Гарвардская площадь - стр. 14
– Итальянцы все бессовестные хапуги. Французы готовы продать своих матерей с женами и сестрами в придачу, но первым делом они вам продадут своих дочерей. Что до арабов, нам куда слаще жилось под колонизаторами. Единственный, кто хоть что-то понимал в истории, это Нострадамус.
– Кто?
– Нострадамус. – За именем последовала литания из катренов, предрекающих одну катастрофу за другой. – Нострадамус и миф о вечном возвращении.
– Вы имеете в виду Ницше.
– Я же сказал: Нострадамус.
– А откуда вы знаете про Нострадамуса?
– Откуда я знаю! – возмутился он риторически. – Знаю – и все, oké? Или научить вас всему, что я знаю?
Я так и не понял, что это: дружеское подначивание или комическая перепалка, готовая перерасти в настоящую свару, то ли высокооктановый Макбет, то ли сомнамбулическое бормотание Владимира и Эстрагона.

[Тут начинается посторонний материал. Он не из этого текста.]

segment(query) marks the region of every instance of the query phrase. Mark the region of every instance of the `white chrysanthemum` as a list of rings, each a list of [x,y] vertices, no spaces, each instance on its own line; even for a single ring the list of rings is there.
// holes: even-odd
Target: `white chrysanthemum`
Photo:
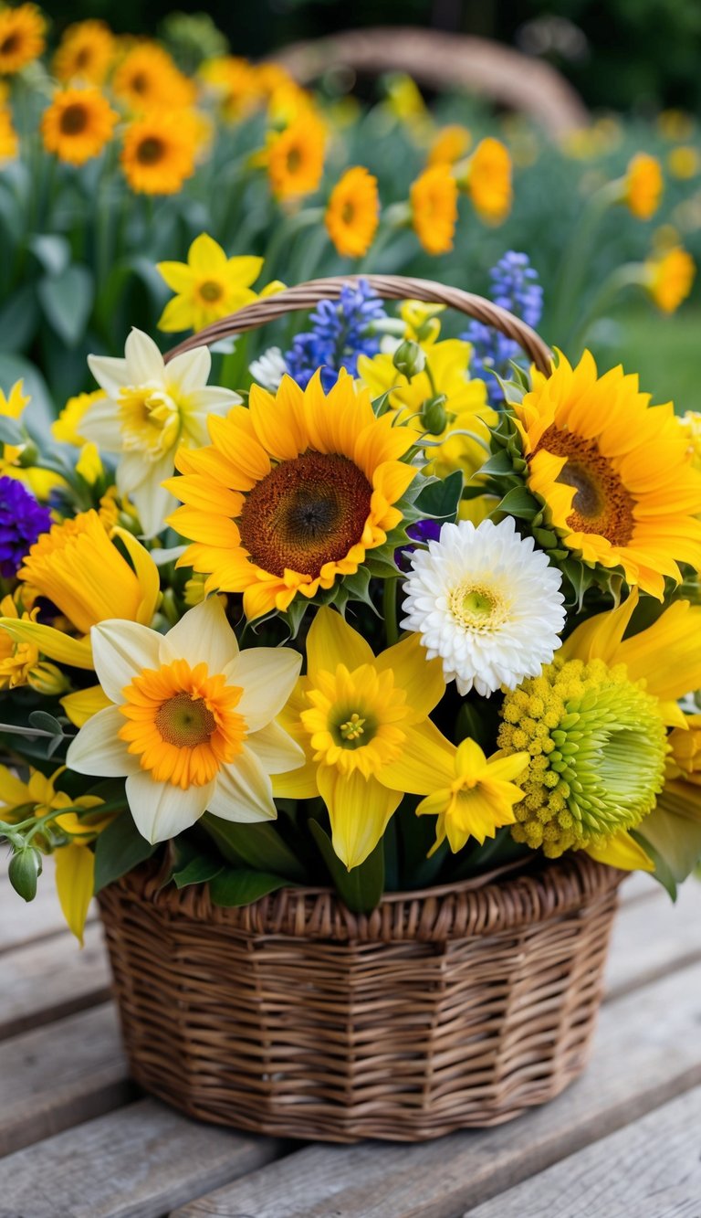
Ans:
[[[514,689],[553,659],[565,625],[561,575],[510,516],[443,525],[411,568],[402,626],[421,636],[430,660],[441,657],[460,694]]]
[[[248,371],[256,385],[267,389],[269,393],[276,393],[280,389],[280,381],[287,371],[285,356],[280,351],[280,347],[268,347],[268,351],[263,352],[260,359],[251,361]]]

Настал момент, когда я не выдержал. Встал и подошел к их столику.
– Простите, невольно вас подслушал. Вы здесь учитесь? – спросил я по-французски.

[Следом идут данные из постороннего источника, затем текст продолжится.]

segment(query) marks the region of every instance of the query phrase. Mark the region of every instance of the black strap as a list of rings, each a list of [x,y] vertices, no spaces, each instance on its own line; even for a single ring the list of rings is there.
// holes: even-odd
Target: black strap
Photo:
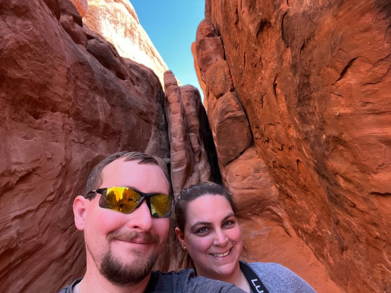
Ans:
[[[269,293],[265,285],[248,266],[242,262],[239,263],[240,270],[244,274],[247,281],[254,293]]]

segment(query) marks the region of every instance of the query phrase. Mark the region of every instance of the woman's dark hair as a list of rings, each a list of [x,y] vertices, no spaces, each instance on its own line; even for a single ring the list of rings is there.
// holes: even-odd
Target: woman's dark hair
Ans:
[[[183,233],[186,224],[186,215],[187,213],[187,206],[189,203],[204,195],[221,195],[224,196],[229,203],[230,206],[236,214],[237,208],[232,195],[228,192],[225,187],[214,182],[202,182],[196,185],[192,185],[188,188],[182,190],[176,198],[174,206],[174,211],[172,215],[173,224],[174,228],[178,227]],[[176,237],[175,237],[176,238]],[[195,269],[194,263],[186,250],[182,250],[180,244],[178,244],[177,257],[177,269],[183,268]],[[180,252],[180,251],[182,251]],[[179,254],[181,254],[179,255]]]

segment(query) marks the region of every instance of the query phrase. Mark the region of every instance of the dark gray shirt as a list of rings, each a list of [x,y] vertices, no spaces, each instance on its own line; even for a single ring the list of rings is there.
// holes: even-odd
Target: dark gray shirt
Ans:
[[[281,265],[242,262],[251,268],[269,293],[316,293],[305,281]]]
[[[72,293],[73,286],[81,281],[76,280],[69,286],[63,288],[60,293]],[[182,270],[178,272],[171,272],[163,273],[160,271],[153,272],[144,293],[243,293],[244,291],[234,285],[197,277],[191,269]]]

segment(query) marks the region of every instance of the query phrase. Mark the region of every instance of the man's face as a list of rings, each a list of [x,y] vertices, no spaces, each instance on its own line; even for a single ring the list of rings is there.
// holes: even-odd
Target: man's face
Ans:
[[[161,169],[138,162],[119,159],[107,165],[99,188],[129,187],[145,193],[168,194],[168,183]],[[98,205],[100,196],[86,201],[87,265],[89,260],[93,262],[112,283],[137,283],[149,274],[161,252],[168,234],[169,218],[152,218],[145,200],[130,214],[103,209]]]

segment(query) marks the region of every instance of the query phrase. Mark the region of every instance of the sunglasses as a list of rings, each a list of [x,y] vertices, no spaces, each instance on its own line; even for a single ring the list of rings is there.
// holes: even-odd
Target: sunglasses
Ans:
[[[147,204],[153,218],[167,218],[170,216],[173,206],[173,197],[163,193],[144,193],[134,190],[129,187],[108,187],[89,191],[90,193],[102,194],[99,199],[99,207],[126,214],[133,212],[143,200]]]

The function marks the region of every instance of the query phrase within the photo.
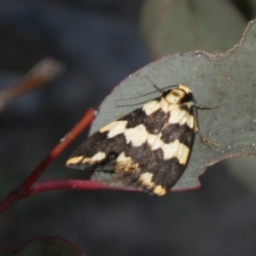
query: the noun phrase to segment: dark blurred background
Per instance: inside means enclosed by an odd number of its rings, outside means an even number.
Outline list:
[[[1,113],[1,198],[27,177],[88,108],[96,108],[122,79],[158,57],[143,37],[145,2],[0,2],[1,90],[44,57],[67,67],[59,79],[12,101]],[[183,2],[194,10],[193,1]],[[254,1],[229,2],[242,20],[241,35],[253,18]],[[228,49],[240,38],[236,40]],[[83,178],[83,172],[65,163],[85,137],[84,132],[42,179]],[[0,245],[16,248],[37,237],[57,236],[86,255],[255,255],[255,190],[227,166],[208,168],[201,189],[164,197],[103,190],[31,196],[1,215]],[[249,179],[255,184],[254,177]]]

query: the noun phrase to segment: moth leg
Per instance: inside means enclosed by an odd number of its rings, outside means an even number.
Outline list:
[[[203,105],[200,105],[197,102],[195,104],[195,108],[200,108],[200,109],[214,109],[217,108],[220,106],[222,106],[226,101],[224,101],[223,102],[221,102],[220,104],[214,106],[214,107],[207,107],[207,106],[203,106]]]

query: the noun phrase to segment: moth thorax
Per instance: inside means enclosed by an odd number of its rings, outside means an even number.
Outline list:
[[[183,102],[183,98],[186,96],[186,92],[181,89],[175,89],[171,90],[166,96],[166,100],[170,104],[179,104]]]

Никакого ответа. Лишь неприветливое качание головой, а сразу следом – этот его зловеще буравящий взгляд, в котором кроется вопрос: «А если и да, оно тебя вообще касается?».

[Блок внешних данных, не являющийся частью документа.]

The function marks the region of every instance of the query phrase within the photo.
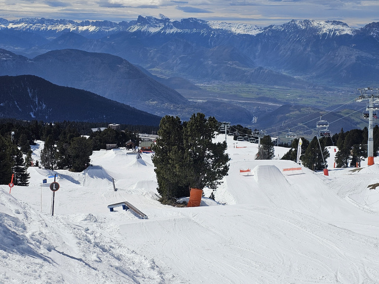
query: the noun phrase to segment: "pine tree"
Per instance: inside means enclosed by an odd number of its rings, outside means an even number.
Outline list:
[[[10,140],[0,136],[0,184],[8,184],[12,178],[11,146]]]
[[[320,149],[320,144],[321,143],[319,144],[317,137],[315,136],[309,143],[302,159],[303,164],[313,171],[321,171],[328,167],[326,159],[329,157],[330,154],[328,149],[322,145],[321,152]]]
[[[347,168],[350,159],[350,150],[346,147],[339,149],[336,153],[335,161],[337,168]]]
[[[91,161],[89,156],[92,154],[91,140],[85,137],[75,137],[71,141],[68,152],[73,172],[80,172],[85,170]]]
[[[41,151],[41,164],[45,169],[54,170],[57,165],[57,148],[52,135],[49,135]]]
[[[261,139],[261,146],[255,156],[256,160],[272,160],[275,157],[274,143],[269,135]]]
[[[212,142],[217,127],[214,117],[206,119],[202,113],[183,123],[177,116],[162,119],[152,147],[161,202],[189,196],[189,186],[216,189],[221,183],[229,159],[226,143]]]
[[[206,119],[198,112],[184,126],[184,160],[191,187],[215,189],[227,175],[230,159],[225,153],[227,143],[212,142],[218,127],[214,117]]]
[[[15,185],[27,186],[29,185],[30,175],[27,172],[27,168],[25,166],[22,152],[17,148],[16,154],[14,156],[14,166],[13,167],[13,183]]]
[[[164,202],[174,197],[188,196],[183,163],[183,126],[180,118],[166,115],[160,121],[159,137],[153,145],[152,161],[158,181],[158,192]]]

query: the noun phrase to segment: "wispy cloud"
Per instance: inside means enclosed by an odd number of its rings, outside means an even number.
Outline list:
[[[292,19],[339,20],[351,27],[379,21],[377,0],[0,0],[0,16],[74,20],[135,20],[139,15],[239,22],[260,26]]]
[[[197,8],[196,7],[191,7],[190,6],[178,6],[177,9],[183,11],[185,13],[213,13],[212,11],[209,10]]]

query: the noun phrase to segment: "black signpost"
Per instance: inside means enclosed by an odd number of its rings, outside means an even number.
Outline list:
[[[55,181],[56,175],[54,175],[54,182],[50,184],[50,189],[53,192],[53,205],[51,209],[51,215],[54,216],[54,200],[55,198],[55,191],[59,189],[59,183]]]

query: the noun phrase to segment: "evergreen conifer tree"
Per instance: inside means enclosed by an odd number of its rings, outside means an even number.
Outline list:
[[[269,135],[265,135],[261,139],[261,146],[255,156],[256,160],[272,160],[275,156],[274,143]]]
[[[336,166],[337,168],[347,168],[350,161],[350,150],[346,147],[342,147],[336,153]]]
[[[57,148],[51,135],[47,137],[41,151],[41,164],[45,169],[54,170],[57,165]]]
[[[30,175],[27,171],[27,168],[25,166],[22,152],[17,148],[15,155],[14,156],[14,166],[13,171],[14,174],[13,183],[15,185],[27,186],[29,184]]]
[[[225,142],[214,143],[218,123],[214,117],[194,114],[188,122],[166,116],[153,146],[161,202],[188,196],[189,187],[215,189],[227,174],[229,157]]]
[[[321,171],[328,167],[326,159],[329,157],[330,154],[328,149],[322,145],[320,150],[320,144],[321,143],[319,144],[317,137],[315,136],[309,143],[302,159],[303,164],[313,171]]]
[[[75,137],[70,144],[68,152],[72,165],[71,170],[81,172],[89,165],[91,161],[89,156],[92,154],[92,142],[85,137]]]
[[[0,136],[0,184],[8,184],[12,178],[11,143]]]
[[[159,137],[152,146],[152,161],[158,181],[161,202],[189,194],[185,171],[183,168],[184,149],[183,126],[178,116],[166,115],[160,121]]]
[[[218,127],[216,118],[207,119],[198,112],[184,126],[184,160],[191,187],[215,189],[227,175],[230,159],[225,153],[227,143],[212,142]]]

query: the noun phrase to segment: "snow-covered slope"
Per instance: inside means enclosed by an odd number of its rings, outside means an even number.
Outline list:
[[[198,208],[160,204],[151,154],[124,149],[94,152],[80,173],[30,168],[29,186],[10,194],[0,186],[0,282],[379,283],[379,194],[368,188],[379,182],[378,165],[334,169],[331,147],[329,176],[283,171],[299,166],[255,160],[257,144],[227,139],[218,202],[205,197]],[[107,208],[124,201],[148,219]]]

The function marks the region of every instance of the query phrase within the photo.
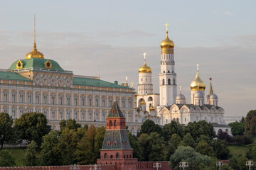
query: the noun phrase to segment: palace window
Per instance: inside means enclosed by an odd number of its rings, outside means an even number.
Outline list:
[[[28,94],[28,103],[32,103],[32,95]]]
[[[78,97],[75,97],[75,98],[74,98],[74,105],[75,105],[75,106],[78,106]]]
[[[4,94],[4,102],[8,102],[8,94],[7,93]]]
[[[63,96],[59,96],[59,105],[63,105]]]
[[[18,100],[19,100],[20,103],[23,103],[24,102],[24,95],[23,94],[19,94]]]
[[[36,104],[39,104],[40,103],[40,96],[38,94],[36,95]]]
[[[67,101],[66,101],[67,105],[70,105],[70,97],[67,96]]]
[[[82,106],[85,106],[85,98],[84,98],[84,97],[82,97],[82,98],[81,98],[81,105],[82,105]]]
[[[47,94],[44,94],[43,96],[43,103],[47,104]]]

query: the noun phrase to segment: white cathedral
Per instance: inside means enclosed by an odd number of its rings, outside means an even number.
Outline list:
[[[146,54],[144,54],[144,63],[139,69],[138,92],[135,94],[135,122],[142,123],[150,119],[156,124],[164,125],[174,120],[186,125],[189,122],[206,120],[213,124],[216,134],[223,131],[232,135],[231,128],[224,120],[225,111],[218,106],[218,96],[213,93],[211,78],[209,94],[205,98],[206,84],[199,76],[198,65],[196,78],[190,84],[191,102],[187,103],[181,87],[177,95],[174,43],[169,38],[167,29],[166,37],[161,42],[161,48],[159,94],[153,92],[151,69],[146,65]]]

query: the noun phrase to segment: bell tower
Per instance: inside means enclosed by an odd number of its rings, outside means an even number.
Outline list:
[[[175,72],[174,43],[168,37],[168,23],[166,23],[166,37],[161,42],[161,72],[159,74],[160,106],[175,103],[177,96],[177,79]]]

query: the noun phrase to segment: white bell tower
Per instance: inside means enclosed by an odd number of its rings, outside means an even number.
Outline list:
[[[168,37],[167,26],[169,24],[166,23],[165,26],[166,26],[166,37],[161,42],[161,72],[159,74],[160,106],[175,103],[177,96],[177,79],[174,68],[174,43]]]

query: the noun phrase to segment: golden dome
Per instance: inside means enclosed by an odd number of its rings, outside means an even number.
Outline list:
[[[153,106],[151,106],[150,108],[149,108],[149,110],[151,110],[151,111],[154,111],[156,109],[154,108],[154,107],[153,107]]]
[[[144,101],[141,101],[141,105],[142,104],[146,104],[146,102],[144,102]]]
[[[26,59],[30,59],[30,58],[44,59],[43,53],[37,50],[36,42],[34,42],[33,50],[26,55]]]
[[[166,37],[164,40],[161,42],[161,48],[174,48],[174,42],[171,40],[168,37],[168,30],[166,30]]]
[[[197,71],[196,78],[191,83],[191,89],[194,91],[204,91],[206,89],[206,84],[200,78],[198,70]]]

Я хотел пояснить, что уже двое суток не говорил ни с одним человеком, тем более по-французски, а с Квартирами 42, 21 и 43 обменивался лишь взглядами издалека, и, если честно, сидеть каждый день на крыше губительно для души, а есть в одиночестве ничем не лучше, не говоря уж об этой водянистой жиже, которую они тут называют кофе. Но сносить повисшее молчание было тяжело, потому что сопровождалось оно откровенно враждебным взглядом. Я приготовился было извиниться и откланяться, сказав, что не хотел прерывать их разговор, думая про себя, что нужно было соображать, прежде чем кидаться к совершенно незнакомым людям и рассчитывать на непринужденную беседу с бандюганом и его приспешником.
Прежде чем вернуться к своему столику, я неожиданно обронил:
– Простите, что побеспокоил. Просто очень хотелось поговорить с французом.
Еще один взгляд.
– Это я-то француз? Ты чего? Совсем ослеп? Или оглох? С моей-то берберской шкурой? Сюда смотри, – с этими словами он ущипнул себя за предплечье. – Это, друг любезный, не французская шкура. – Можно подумать, я его обидел. Он явно гордился своей берберской кожей. – Это тебе цвет золота и пшеницы.
– Простите, ошибся.
Я твердо решил вернуться к своему столику и взяться за Монтеня, которого оставил лежать корешком кверху.
– А сам-то ты француз? – осведомился он.
Я не сдержался.
– С моим-то носом?
Он со мною явно забавлялся. Я знал, что он не француз, как и он наверняка с первых же слов догадался, что я не француз. Мы оба вроде как давали друг другу возможность подумать, что способны сойти за французов. Невысказанный комплимент, который в обоих случаях достиг цели.